Langkah-langkah yang diambil GAPI adalah mendesak untuk dibentuknya parlemen, namun bukan parlemen seperti Volksraad yang sudah ada sejak 1918, serta membentuk Kongres Rakyat Indonesia (KRI) pada 25 Desember 1939 di Jakarta. Dengan tujuan untuk Indonesia merdeka yang bertemakan kesejahteraan rakyat dan yang mampu berparlemen penuh, KRI menghasilkan beberapa keputusan, antara lain :

(1) disetujuinya untuk melancarkan tuntutan Indonesia berparlermen penuh;

(2) ditetapkannya bendera Merah Putih sebagai bendera persatuan Indonesia, lagu ”Indonesia Raya” sebagai lagu persatuan, serat peningkatan pemakaian bahasa Indonesia bagi rakyat Indonesia dan ditetapkan sebagai bahasa persatuan.

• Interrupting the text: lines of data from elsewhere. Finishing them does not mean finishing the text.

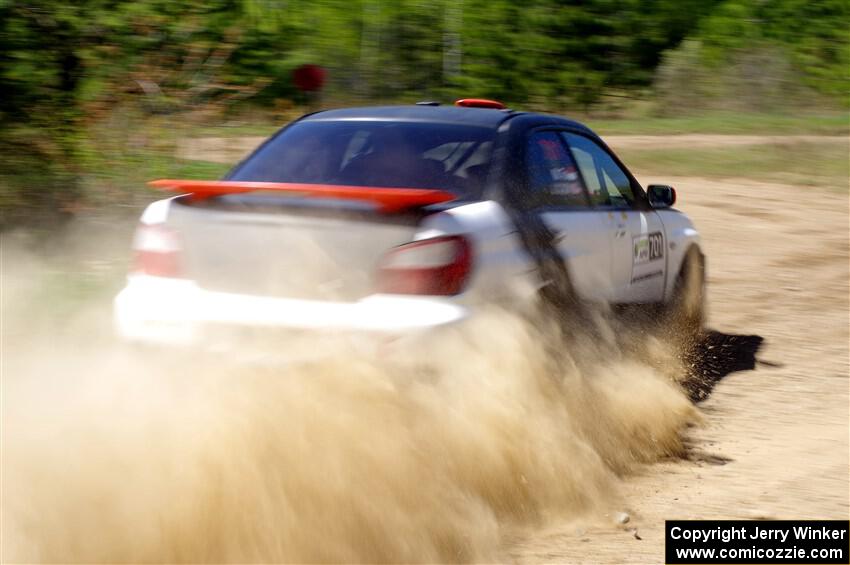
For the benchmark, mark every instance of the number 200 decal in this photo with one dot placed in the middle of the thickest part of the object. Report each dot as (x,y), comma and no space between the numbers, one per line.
(648,247)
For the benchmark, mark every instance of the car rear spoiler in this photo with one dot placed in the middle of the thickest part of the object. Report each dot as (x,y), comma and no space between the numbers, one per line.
(388,200)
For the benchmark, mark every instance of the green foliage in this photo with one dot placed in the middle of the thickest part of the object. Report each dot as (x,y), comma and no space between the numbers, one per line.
(764,56)
(94,93)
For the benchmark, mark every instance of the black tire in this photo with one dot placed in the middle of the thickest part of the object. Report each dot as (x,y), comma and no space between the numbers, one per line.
(686,309)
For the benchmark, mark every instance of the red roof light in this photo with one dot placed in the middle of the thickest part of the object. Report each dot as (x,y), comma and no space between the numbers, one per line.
(480,103)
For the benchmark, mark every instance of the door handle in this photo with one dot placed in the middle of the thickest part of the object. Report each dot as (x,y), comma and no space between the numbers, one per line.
(558,237)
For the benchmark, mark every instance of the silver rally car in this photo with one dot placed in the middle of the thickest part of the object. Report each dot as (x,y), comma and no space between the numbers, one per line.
(393,221)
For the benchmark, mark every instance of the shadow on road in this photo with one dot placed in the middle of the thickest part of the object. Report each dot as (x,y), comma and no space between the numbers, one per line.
(715,355)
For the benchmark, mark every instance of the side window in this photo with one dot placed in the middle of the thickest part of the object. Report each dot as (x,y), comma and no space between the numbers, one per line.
(606,181)
(552,175)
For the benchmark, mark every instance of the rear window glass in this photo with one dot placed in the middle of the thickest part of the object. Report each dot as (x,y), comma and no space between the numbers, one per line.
(373,153)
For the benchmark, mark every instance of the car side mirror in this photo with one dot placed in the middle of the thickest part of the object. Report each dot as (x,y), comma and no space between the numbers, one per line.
(661,195)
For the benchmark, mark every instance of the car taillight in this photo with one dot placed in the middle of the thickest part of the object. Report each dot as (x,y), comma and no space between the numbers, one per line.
(157,251)
(437,266)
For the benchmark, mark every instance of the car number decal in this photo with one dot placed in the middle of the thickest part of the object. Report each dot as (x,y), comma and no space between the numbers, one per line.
(648,248)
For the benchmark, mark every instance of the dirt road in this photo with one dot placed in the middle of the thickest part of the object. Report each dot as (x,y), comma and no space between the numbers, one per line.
(775,440)
(107,459)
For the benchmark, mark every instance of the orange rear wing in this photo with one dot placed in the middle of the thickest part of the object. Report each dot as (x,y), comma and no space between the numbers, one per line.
(388,200)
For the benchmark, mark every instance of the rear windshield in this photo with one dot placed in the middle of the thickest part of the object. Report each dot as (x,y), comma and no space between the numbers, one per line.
(373,153)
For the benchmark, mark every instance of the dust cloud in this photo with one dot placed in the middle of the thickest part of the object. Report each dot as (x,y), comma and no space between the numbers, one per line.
(122,455)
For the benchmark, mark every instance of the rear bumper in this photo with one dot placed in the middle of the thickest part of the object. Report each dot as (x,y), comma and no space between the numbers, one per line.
(174,312)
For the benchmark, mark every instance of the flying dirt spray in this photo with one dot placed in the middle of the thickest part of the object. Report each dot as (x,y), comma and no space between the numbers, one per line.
(120,456)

Pada 14 September 1940 Belanda membentuk suatu komisi yang bertugas untuk menyelidiki dan mempelajari perubahanperubahan ketatanegaraan. Komisi tersebut dikenal dengan Komisi Visman, karena diketuai oleh Dr. F.H. Visman. Pembentukan komisi ini ditolak oleh anggota Volksraad, terlebih oleh GAPI, karena berdasarkan pengalaman akan komisi sejenis pada tahun 1918 yang tidak menghasilkan apa-apa bagi perbaikan nasib Indonesia. Untuk memperjelas tuntutan maka GAPI membentuk suatu panitia yang bertugas menyusun bentuk dan susunan ketatanegaraan Indonesia. Hasil panitia itu kemudian disampaikan dalam pertemuan antara wakil-wakil GAPI dengan Komisi Visman pada 14 Februari 1941. Pertemuan tersebut ternyata tidak menghasilkan hal-hal baru yang menuju perubahan ketatanegaraan Indonesia. Gagallah perjuangan GAPI dalam menyampaikan tuntutantuntutannya terhadap pemerintahan kolonial. Namun demikian, perjuangan GAPI sangat berarti dalam pergerakan nasional, yaitu berhasil dalam:

(1) memperjuangkan organisasi-organisasi pergerakan dalam satu wadah perjuangan;

(2) memperkuat rasa kebangsaan sebagai modal pokok untuk mewujudkan kemerdekaan bagi bangsa Indonesia.